Shooting big game animals at long range has become very fashionable. Rifles and ammunition are being built just for that purpose, and courses are developed to teach hunters how to do it. The sporting press offers articles about it and writers and editors argue on how to treat the topic and where to draw the distance line. I’ve done some long range hunting successfully and unsuccessfully, and I do not think it a very practical or satisfying way to hunt. I’ll get to my thoughts on that in a minute, but first, if we’re going to discuss “long range,” we need to define what it is.

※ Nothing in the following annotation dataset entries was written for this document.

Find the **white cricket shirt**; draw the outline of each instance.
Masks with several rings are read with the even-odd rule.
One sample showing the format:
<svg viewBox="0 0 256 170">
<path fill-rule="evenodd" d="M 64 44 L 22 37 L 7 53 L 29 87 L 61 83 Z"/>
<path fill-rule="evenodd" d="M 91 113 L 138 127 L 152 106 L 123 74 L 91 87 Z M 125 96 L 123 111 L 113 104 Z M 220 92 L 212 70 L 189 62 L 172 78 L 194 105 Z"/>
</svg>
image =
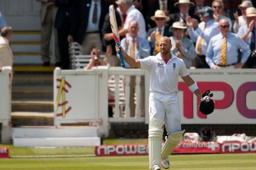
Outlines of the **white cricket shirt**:
<svg viewBox="0 0 256 170">
<path fill-rule="evenodd" d="M 161 53 L 139 60 L 141 68 L 149 71 L 149 90 L 152 92 L 177 93 L 179 76 L 183 77 L 189 74 L 183 60 L 173 53 L 167 64 L 161 57 Z"/>
</svg>

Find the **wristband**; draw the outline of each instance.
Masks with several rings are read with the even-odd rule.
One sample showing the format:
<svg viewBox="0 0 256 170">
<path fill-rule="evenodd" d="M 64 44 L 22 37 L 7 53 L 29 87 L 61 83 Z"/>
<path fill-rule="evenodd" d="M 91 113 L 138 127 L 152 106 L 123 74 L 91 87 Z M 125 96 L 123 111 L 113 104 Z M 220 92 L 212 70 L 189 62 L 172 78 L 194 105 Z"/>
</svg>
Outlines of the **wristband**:
<svg viewBox="0 0 256 170">
<path fill-rule="evenodd" d="M 194 92 L 196 89 L 198 89 L 198 87 L 197 86 L 196 83 L 195 83 L 191 86 L 189 86 L 188 89 L 189 89 L 190 91 Z"/>
</svg>

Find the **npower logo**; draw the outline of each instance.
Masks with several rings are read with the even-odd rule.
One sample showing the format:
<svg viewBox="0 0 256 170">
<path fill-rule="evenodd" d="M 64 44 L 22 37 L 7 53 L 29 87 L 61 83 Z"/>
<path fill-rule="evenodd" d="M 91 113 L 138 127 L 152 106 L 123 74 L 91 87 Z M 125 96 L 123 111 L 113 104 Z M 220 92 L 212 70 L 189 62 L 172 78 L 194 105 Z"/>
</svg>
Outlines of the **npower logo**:
<svg viewBox="0 0 256 170">
<path fill-rule="evenodd" d="M 215 109 L 223 110 L 228 108 L 234 102 L 236 103 L 238 112 L 243 117 L 248 118 L 256 118 L 256 110 L 250 109 L 246 106 L 246 95 L 249 92 L 256 91 L 256 82 L 245 82 L 241 85 L 237 90 L 234 92 L 232 87 L 228 83 L 221 81 L 198 81 L 198 86 L 201 92 L 207 90 L 220 91 L 224 94 L 224 97 L 215 101 Z M 186 118 L 193 118 L 193 97 L 184 82 L 179 83 L 179 90 L 183 92 L 184 116 Z M 236 101 L 234 101 L 235 96 Z M 199 99 L 197 102 L 199 102 Z M 197 110 L 197 116 L 200 118 L 206 118 L 207 116 Z"/>
<path fill-rule="evenodd" d="M 147 145 L 101 145 L 95 147 L 95 152 L 97 156 L 145 155 L 148 153 Z"/>
<path fill-rule="evenodd" d="M 221 145 L 221 153 L 254 153 L 256 152 L 255 143 L 230 143 Z"/>
</svg>

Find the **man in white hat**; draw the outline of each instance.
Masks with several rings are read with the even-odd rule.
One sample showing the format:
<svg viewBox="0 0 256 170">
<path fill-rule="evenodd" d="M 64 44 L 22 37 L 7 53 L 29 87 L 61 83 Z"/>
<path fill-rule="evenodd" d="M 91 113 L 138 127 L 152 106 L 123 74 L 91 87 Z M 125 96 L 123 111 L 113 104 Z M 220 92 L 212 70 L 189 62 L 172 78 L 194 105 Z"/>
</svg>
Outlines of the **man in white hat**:
<svg viewBox="0 0 256 170">
<path fill-rule="evenodd" d="M 233 25 L 234 32 L 237 33 L 238 29 L 241 26 L 247 25 L 246 9 L 249 7 L 253 7 L 252 2 L 250 1 L 244 1 L 238 6 L 238 8 L 240 9 L 242 15 L 238 17 L 237 11 L 234 13 L 234 18 L 235 18 L 235 22 Z"/>
<path fill-rule="evenodd" d="M 228 29 L 226 19 L 219 22 L 220 33 L 212 37 L 208 45 L 205 60 L 211 69 L 241 68 L 247 60 L 250 50 L 249 46 Z M 238 58 L 238 51 L 241 54 Z"/>
<path fill-rule="evenodd" d="M 214 20 L 213 11 L 210 6 L 205 6 L 199 10 L 201 22 L 198 24 L 196 20 L 188 17 L 187 25 L 189 27 L 190 38 L 196 43 L 196 52 L 198 56 L 195 59 L 196 68 L 209 68 L 205 62 L 205 54 L 208 43 L 214 36 L 220 32 L 218 23 Z"/>
<path fill-rule="evenodd" d="M 226 19 L 229 22 L 229 31 L 232 31 L 232 23 L 230 18 L 223 15 L 224 13 L 224 4 L 222 0 L 214 0 L 212 3 L 212 8 L 214 17 L 216 21 L 219 22 L 221 19 Z"/>
<path fill-rule="evenodd" d="M 170 20 L 163 10 L 157 10 L 155 15 L 150 17 L 156 24 L 156 27 L 150 29 L 147 33 L 146 38 L 150 45 L 150 55 L 156 55 L 159 52 L 159 41 L 162 36 L 170 37 L 172 34 L 169 32 L 169 27 L 166 25 Z"/>
<path fill-rule="evenodd" d="M 173 34 L 173 36 L 170 38 L 172 45 L 171 52 L 182 59 L 186 67 L 189 68 L 192 66 L 192 60 L 196 57 L 196 53 L 193 41 L 184 37 L 187 27 L 184 26 L 182 22 L 175 22 L 170 27 L 170 31 Z"/>
<path fill-rule="evenodd" d="M 188 16 L 193 18 L 198 18 L 193 13 L 189 13 L 189 8 L 194 6 L 195 4 L 190 2 L 189 0 L 179 0 L 179 2 L 174 4 L 174 6 L 179 8 L 179 12 L 170 15 L 170 25 L 172 25 L 174 22 L 182 22 L 186 24 L 186 18 Z"/>
<path fill-rule="evenodd" d="M 246 13 L 248 24 L 239 28 L 237 35 L 250 45 L 250 48 L 253 52 L 256 49 L 256 8 L 250 7 L 246 9 Z M 244 67 L 256 67 L 255 57 L 250 55 Z"/>
<path fill-rule="evenodd" d="M 142 13 L 137 10 L 132 4 L 132 0 L 118 0 L 116 3 L 118 5 L 117 10 L 122 16 L 123 27 L 118 31 L 120 36 L 129 36 L 128 27 L 129 24 L 132 20 L 136 20 L 139 24 L 139 32 L 138 35 L 140 37 L 145 37 L 146 36 L 146 24 Z M 112 33 L 104 34 L 104 39 L 107 41 L 114 39 Z"/>
<path fill-rule="evenodd" d="M 147 1 L 148 3 L 148 18 L 154 16 L 156 11 L 161 10 L 164 11 L 165 15 L 169 16 L 172 13 L 179 12 L 179 9 L 174 7 L 174 3 L 177 0 L 154 0 Z M 156 27 L 156 23 L 152 20 L 148 20 L 150 27 Z"/>
</svg>

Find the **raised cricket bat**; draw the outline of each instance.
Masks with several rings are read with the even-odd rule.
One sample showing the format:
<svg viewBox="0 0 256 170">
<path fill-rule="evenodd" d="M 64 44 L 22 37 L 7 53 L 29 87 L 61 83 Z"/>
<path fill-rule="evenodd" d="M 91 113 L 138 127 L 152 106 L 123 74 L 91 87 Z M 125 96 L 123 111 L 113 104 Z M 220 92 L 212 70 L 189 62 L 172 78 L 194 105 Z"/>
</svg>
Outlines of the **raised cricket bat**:
<svg viewBox="0 0 256 170">
<path fill-rule="evenodd" d="M 111 26 L 112 32 L 114 35 L 115 42 L 116 43 L 116 45 L 117 46 L 119 46 L 120 45 L 120 40 L 118 34 L 118 29 L 117 28 L 116 15 L 115 13 L 115 8 L 113 4 L 109 6 L 109 10 L 110 25 Z M 122 54 L 121 50 L 119 51 L 119 56 L 121 62 L 121 66 L 125 67 L 125 65 L 124 64 L 123 55 Z"/>
</svg>

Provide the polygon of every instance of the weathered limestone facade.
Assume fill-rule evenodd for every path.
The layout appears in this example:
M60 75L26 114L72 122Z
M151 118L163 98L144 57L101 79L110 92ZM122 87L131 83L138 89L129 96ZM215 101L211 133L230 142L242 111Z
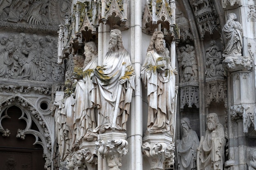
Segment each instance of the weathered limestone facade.
M13 0L0 2L0 166L256 170L255 0ZM110 31L115 29L131 65L113 75L124 71L117 107L112 107L118 110L100 113L99 100L106 107L108 98L99 99L104 90L96 90L96 68L86 60L97 56L97 70L104 73L99 68L112 50L109 42L118 34ZM156 31L164 35L161 55L168 54L168 62L162 67L173 85L155 86L173 95L171 100L160 100L171 101L166 104L171 108L168 117L158 115L161 102L150 112L150 102L163 93L150 95L152 89L141 80ZM87 46L88 42L96 47ZM85 56L88 67L82 68ZM161 71L157 66L153 73ZM99 77L107 82L107 77ZM113 119L107 127L102 124L105 115ZM213 115L219 125L211 130ZM165 126L152 130L150 117L153 125L158 121ZM202 163L207 137L214 145L210 152L216 153L210 157L213 165ZM189 145L190 151L181 153Z

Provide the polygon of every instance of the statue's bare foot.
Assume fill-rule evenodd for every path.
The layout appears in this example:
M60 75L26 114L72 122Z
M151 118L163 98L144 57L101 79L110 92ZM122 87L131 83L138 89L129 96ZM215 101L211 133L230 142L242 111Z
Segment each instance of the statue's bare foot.
M99 128L99 132L101 133L103 133L106 131L106 129L104 127L101 127Z

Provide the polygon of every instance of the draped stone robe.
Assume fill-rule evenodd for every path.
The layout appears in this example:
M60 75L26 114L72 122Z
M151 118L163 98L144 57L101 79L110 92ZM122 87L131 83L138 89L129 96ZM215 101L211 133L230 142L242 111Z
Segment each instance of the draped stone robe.
M128 80L122 84L119 109L115 128L126 130L126 122L130 112L132 91L135 89L135 73L130 55L124 49L118 51L110 51L104 58L102 66L98 66L94 71L93 102L97 105L99 114L99 122L94 132L103 127L111 128L117 99L119 84L121 78L122 64L125 63L125 77Z
M83 78L77 80L75 91L75 131L77 141L92 135L96 127L97 109L91 101L92 77L98 65L98 57L92 59L83 69Z
M172 135L175 82L169 58L166 70L162 73L157 71L157 58L163 57L154 50L148 51L141 67L141 78L147 89L148 130L150 133L167 132Z

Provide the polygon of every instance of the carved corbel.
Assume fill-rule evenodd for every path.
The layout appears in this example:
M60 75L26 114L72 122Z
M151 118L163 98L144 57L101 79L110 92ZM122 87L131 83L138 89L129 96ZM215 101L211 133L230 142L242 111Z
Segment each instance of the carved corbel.
M89 148L77 151L67 160L67 168L69 170L95 170L98 163L97 154Z
M164 170L174 163L175 147L173 143L146 142L142 148L142 153L147 157L151 170Z
M101 155L106 158L109 170L120 170L122 166L121 161L123 155L128 151L128 142L126 140L111 139L106 143L104 140L96 142L95 149Z
M231 119L237 120L243 119L243 132L247 133L251 124L255 128L256 108L249 104L234 105L229 108L229 115Z
M226 56L223 62L222 65L226 71L249 71L252 68L253 60L250 57L239 55Z

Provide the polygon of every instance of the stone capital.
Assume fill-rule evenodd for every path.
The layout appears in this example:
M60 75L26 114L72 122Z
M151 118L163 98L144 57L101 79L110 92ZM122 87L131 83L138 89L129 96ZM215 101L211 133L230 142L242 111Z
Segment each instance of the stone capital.
M142 153L147 157L150 169L163 170L174 163L175 147L172 138L150 135L144 137L143 142Z
M222 62L225 71L233 72L239 71L248 71L253 66L253 60L249 57L240 55L223 55L225 59Z

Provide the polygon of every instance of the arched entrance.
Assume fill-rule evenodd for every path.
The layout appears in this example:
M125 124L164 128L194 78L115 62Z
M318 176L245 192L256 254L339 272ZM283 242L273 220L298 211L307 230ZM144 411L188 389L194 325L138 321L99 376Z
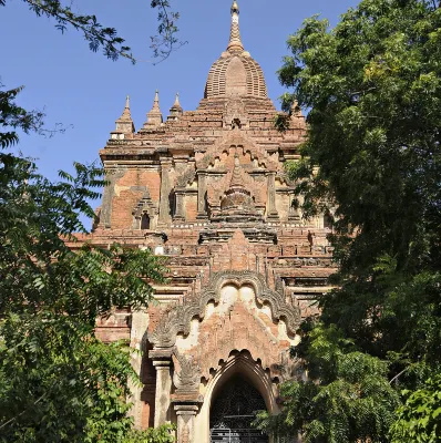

The definition I use – regardless of whether I’m shooting at a steel plate or a deer – is any range where I must make some sort of aiming correction to place the bullet in the right spot. Given a 8-inch kill zone or 8-inch steel plate, that would be the distance beyond where you could zero your rifle so the bullet would never rise or fall more than 3 inches above or below your line of sight. With most modern big game cartridges that’s somewhere between about 250 and 350 yards. Thanks to the consistency of gravity, this maximum practical range is a very easy distance to calculate. It’s how far your bullet – no matter the cartridge you’re shooting – will travel in one-third of a second. In most cases, if a big game animal is more than a third of a second away, the shot is too far and I need to do some more hunting/stalking.
Now I know some talented folks that can shoot at 600 yards just as well as I shoot at 300 yards. I would not let Caylen Wojcik with the Modern Day Sniper shoot at my hat from 600 yards. And while I used to think that “long range” would be a different distance for those shooters than it would for me, I don’t feel that way anymore. This is partly because no matter how well you shoot, you cannot alter ballistics, and partly because no matter your shooting skill, as the distances increase so does the effect of every variable associated with getting a good hit.
A recent example of this is a situation that unfolded on social media where an outdoor writer and another hunter found themselves at odds over a mule deer buck. I was not there and have no more information than was available on social media. But it seems clear that mistakes were made and one of the first was shots taken at long range. Experience has shown that when that happens a lot of shit can go wrong.